Comments (11)
I have found the cause: random number generator was broken under Windows and MacOS (but not under Linux). The new version of package will be released shortly.
from bitermplus.
Hello! Thank you for reporting, but this is obviously not enough to give any feedback. Please provide the information on your corpus (total number of documents and words), model parameters and fitting process (number of iterations), and package version.
from bitermplus.
The corpus is Chinese text split with spaces.
Model parameters :T=i, W=vocab.size, M=20, alpha=50/i, beta=0.01
100%|██████████| 18374731/18374731 [00:05<00:00, 3271476.08it/s]
100%|██████████| 20/20 [01:12<00:00, 3.64s/it]
100%|██████████| 45388/45388 [00:03<00:00, 12323.28it/s]
Version: 0.5.10
Thank you for your help!
from bitermplus.
This is the output of test_btm.py when I run it on the SearchSnippets.txt corpus
100%|██████████| 641202/641202 [00:00<00:00, 2503526.78it/s]

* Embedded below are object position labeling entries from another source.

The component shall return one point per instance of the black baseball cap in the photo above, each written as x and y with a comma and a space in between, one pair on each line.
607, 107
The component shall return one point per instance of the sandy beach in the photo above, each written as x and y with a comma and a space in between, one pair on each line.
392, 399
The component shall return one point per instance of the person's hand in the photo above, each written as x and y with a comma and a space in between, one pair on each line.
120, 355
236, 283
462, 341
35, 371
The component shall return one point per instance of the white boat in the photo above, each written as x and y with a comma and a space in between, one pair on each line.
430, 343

100%|██████████| 20/20 [00:02<00:00, 7.64it/s]
100%|██████████| 12295/12295 [00:00<00:00, 158025.11it/s]
This is the result of p_zd /documents vs topics probability matrix.

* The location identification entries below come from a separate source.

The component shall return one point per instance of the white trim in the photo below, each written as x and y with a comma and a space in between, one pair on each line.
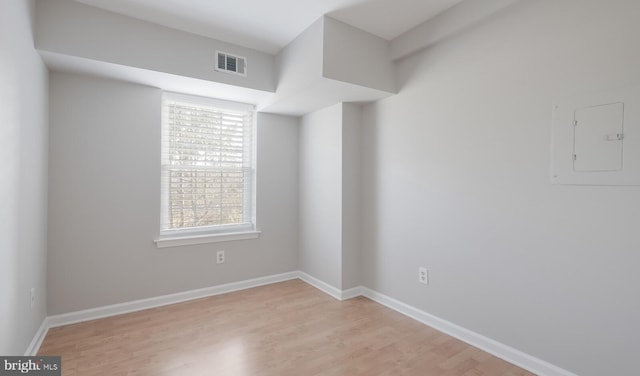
351, 293
511, 355
139, 305
36, 342
321, 285
176, 241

[[9.99999967e-01 4.72269092e-09 4.72269092e-09 ... 4.72269092e-09
4.72269092e-09 4.72269092e-09]
[9.99999130e-01 1.24323721e-07 1.24323721e-07 ... 1.24323721e-07
1.24323721e-07 1.24323721e-07]
[9.99999968e-01 4.62112701e-09 4.62112701e-09 ... 4.62112701e-09
4.62112701e-09 4.62112701e-09]
...
[1.00000000e+00 2.54964359e-13 2.54964359e-13 ... 2.54964359e-13
2.54964359e-13 2.54964359e-13]
[1.00000000e+00 3.10026664e-13 3.10026664e-13 ... 3.10026664e-13
3.10026664e-13 3.10026664e-13]
[9.99999712e-01 4.11230259e-08 4.11230259e-08 ... 4.11230259e-08
4.11230259e-08 4.11230259e-08]]
from bitermplus.
Running 20 iterations may lead to such results. This is simply not enough for the model to converge. My recent experiments show that model perplexity stabilizes somewhere around 500 iterations.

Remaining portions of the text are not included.